RCNNConfig¶
- class lucid.models.RCNNConfig(backbone: lucid.nn.module.Module, feat_dim: int, num_classes: int, image_means: tuple[float, float, float] | list[float] = (0.485, 0.456, 0.406), pixel_scale: float = 1.0, warper_output_size: tuple[int, int] | list[int] = (224, 224), nms_iou_thresh: float = 0.3, score_thresh: float = 0.0, add_one: bool = True)¶
RCNNConfig stores the backbone, classifier width, input normalization, region
warping size, and post-processing thresholds used by
lucid.models.RCNN.
Class Signature¶
@dataclass
class RCNNConfig:
backbone: nn.Module
feat_dim: int
num_classes: int
image_means: tuple[float, float, float] | list[float] = (0.485, 0.456, 0.406)
pixel_scale: float = 1.0
warper_output_size: tuple[int, int] | list[int] = (224, 224)
nms_iou_thresh: float = 0.3
score_thresh: float = 0.0
add_one: bool = True
Parameters¶
backbone (nn.Module): Shared region feature extractor.
feat_dim (int): Flattened feature width emitted by the backbone.
num_classes (int): Number of classification logits predicted per region.

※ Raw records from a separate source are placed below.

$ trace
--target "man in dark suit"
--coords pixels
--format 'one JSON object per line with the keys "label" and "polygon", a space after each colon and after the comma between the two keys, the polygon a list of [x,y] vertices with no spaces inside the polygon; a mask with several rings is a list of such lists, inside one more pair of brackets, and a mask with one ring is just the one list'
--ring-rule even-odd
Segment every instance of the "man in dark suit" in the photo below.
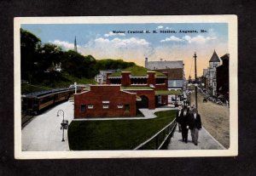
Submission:
{"label": "man in dark suit", "polygon": [[188,110],[187,106],[184,106],[182,111],[180,124],[182,128],[183,141],[184,141],[185,143],[188,143],[189,128],[187,127],[189,126],[189,110]]}
{"label": "man in dark suit", "polygon": [[179,105],[177,107],[177,111],[176,112],[176,122],[177,122],[177,125],[178,125],[178,132],[181,133],[181,124],[180,124],[180,122],[182,120],[182,116],[183,116],[183,113],[182,113],[182,106]]}
{"label": "man in dark suit", "polygon": [[188,120],[189,128],[191,132],[192,142],[197,145],[198,132],[201,129],[201,122],[200,114],[196,108],[194,108]]}

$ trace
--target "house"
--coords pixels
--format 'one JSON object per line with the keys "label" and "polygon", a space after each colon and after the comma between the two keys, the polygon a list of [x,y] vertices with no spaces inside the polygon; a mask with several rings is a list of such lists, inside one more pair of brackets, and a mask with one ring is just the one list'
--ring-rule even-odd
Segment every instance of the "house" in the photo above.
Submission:
{"label": "house", "polygon": [[106,83],[107,74],[119,71],[120,70],[108,70],[108,71],[100,71],[100,73],[95,76],[95,81],[99,84]]}
{"label": "house", "polygon": [[210,60],[209,60],[209,67],[207,69],[207,86],[210,94],[213,96],[217,95],[217,78],[216,78],[216,68],[219,66],[220,60],[214,50]]}

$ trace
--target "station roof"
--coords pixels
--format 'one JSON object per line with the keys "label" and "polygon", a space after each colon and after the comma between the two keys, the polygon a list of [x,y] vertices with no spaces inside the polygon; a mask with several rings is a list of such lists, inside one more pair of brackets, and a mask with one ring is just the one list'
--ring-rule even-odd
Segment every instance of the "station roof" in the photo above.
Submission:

image_means: Per-channel image normalization means.
pixel_scale (float): Input pixel scaling factor applied before mean subtraction.

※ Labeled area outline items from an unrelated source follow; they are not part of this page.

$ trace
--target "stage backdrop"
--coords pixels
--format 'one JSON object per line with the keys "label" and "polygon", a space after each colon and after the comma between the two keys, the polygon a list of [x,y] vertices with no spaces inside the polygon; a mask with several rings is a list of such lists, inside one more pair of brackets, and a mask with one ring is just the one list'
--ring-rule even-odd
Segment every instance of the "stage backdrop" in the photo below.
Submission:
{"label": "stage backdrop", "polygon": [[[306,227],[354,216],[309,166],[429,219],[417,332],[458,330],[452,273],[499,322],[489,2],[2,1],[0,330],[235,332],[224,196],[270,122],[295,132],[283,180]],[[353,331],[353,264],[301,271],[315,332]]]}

warper_output_size: Fixed crop resolution used by the region warper.
nms_iou_thresh (float): IoU threshold used during non-maximum suppression.
score_thresh (float): Minimum class probability kept during prediction.
add_one (bool): Whether bounding-box delta decoding uses the +1 width/height convention.
Validation¶
backbone must be an nn.Module.
feat_dim and num_classes must be greater than 0.
image_means must contain exactly three values.
pixel_scale must be greater than 0.
warper_output_size must contain exactly two positive integers.
nms_iou_thresh must be in [0, 1].
Usage¶
import lucid.models as models
import lucid.nn as nn
backbone = nn.Sequential(
nn.Conv2d(3, 64, kernel_size=3, padding=1),
nn.ReLU(),
nn.AdaptiveAvgPool2d((1, 1)),
)
config = models.RCNNConfig(backbone=backbone, feat_dim=64, num_classes=3)
model = models.RCNN(config)